# Numpy Tutorial For Beginners

## What is ⚡ NumPy

**⚡** **NumPy****, which stands for Numerical Python, is an** **opensource** **library that allows users to store large amounts of data using less memory and perform extensive operations (mathematical, logical, shape manipulation, sorting, selecting, I/O, discrete Fourier transforms, basic linear algebra, basic statistical operations, random simulation, etc) easily using homogenous, one-dimensional, and multidimensional arrays**.

The basic data structure of NumPy is a ndarray, similar to a list.

💡 An array in NumPy is a data structure organized like a grid of rows and columns, containing values of the same data type that can be indexed and manipulated efficiently as per the requirement of the problem.

## Difference between NumPy and Python standard List

The three most important differences between NumPy arrays and standard Python sequences are:

NumPy Array | Python Sequences (list, tuple, range) | |

Creation Size | Fixed size | Python list can grow dynamically |

Datatype | Elements are of same datatype | Elements can be of multiple datatypes |

Speed | Fast as its partially written in C | Slower compared to NumPy |

## Why use Numpy: Computation time

A python list can very well perform all the operations that NumPy arrays perform; it is simply a fact that NumPy arrays are faster ⚡ and convenient when it comes to large complex computations.

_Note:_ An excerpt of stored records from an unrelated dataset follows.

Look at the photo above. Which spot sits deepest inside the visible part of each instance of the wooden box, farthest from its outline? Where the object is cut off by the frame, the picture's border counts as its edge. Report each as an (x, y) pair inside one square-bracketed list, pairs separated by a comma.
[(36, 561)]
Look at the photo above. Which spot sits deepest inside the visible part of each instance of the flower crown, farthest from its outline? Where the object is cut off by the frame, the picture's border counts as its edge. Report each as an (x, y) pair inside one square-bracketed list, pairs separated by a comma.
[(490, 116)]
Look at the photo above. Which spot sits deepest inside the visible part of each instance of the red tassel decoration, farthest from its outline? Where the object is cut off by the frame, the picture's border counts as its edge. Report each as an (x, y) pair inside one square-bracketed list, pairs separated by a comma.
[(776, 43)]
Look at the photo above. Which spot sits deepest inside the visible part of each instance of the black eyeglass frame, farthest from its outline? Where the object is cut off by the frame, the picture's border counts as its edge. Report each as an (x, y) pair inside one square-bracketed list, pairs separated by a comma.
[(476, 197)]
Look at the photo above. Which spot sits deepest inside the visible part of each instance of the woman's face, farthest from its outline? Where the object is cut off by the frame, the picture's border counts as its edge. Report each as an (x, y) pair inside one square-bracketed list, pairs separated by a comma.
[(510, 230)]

Let's add two matrix of 9 million elements each to see the computation time.

```
import time
import numpy as np
# python standard list
list_A = [i for i in range(1,9000000)]
list_B = [j**2 for j in range(1,9000000)]
t0 = time.time()
sum_list = list(map(lambda x, y: x+y, list_A, list_B))
t1 = time.time()
list_time = t1 - t0
print ("Time taken by Python standard list is ",list_time)
# numpy array
array_A = np.arange(1,9000000)
array_B = np.arange(1,9000000)
t0 = time.time()
sum_numpy = array_A + array_B
t1 = time.time()
numpy_time = t1 - t0
print ("Time taken by NumPy array is ",numpy_time)
print("The ratio of time taken is {}".format(list_time//numpy_time))
```

```
Time taken by Python standard list is 0.6801159381866455
Time taken by NumPy array is 0.04106783866882324
The ratio of time taken is 16.0
```

You can notice that NumPy is a lot faster than the list. Below is a table to show the difference between the python standard list and NumPy computation speed on different operations.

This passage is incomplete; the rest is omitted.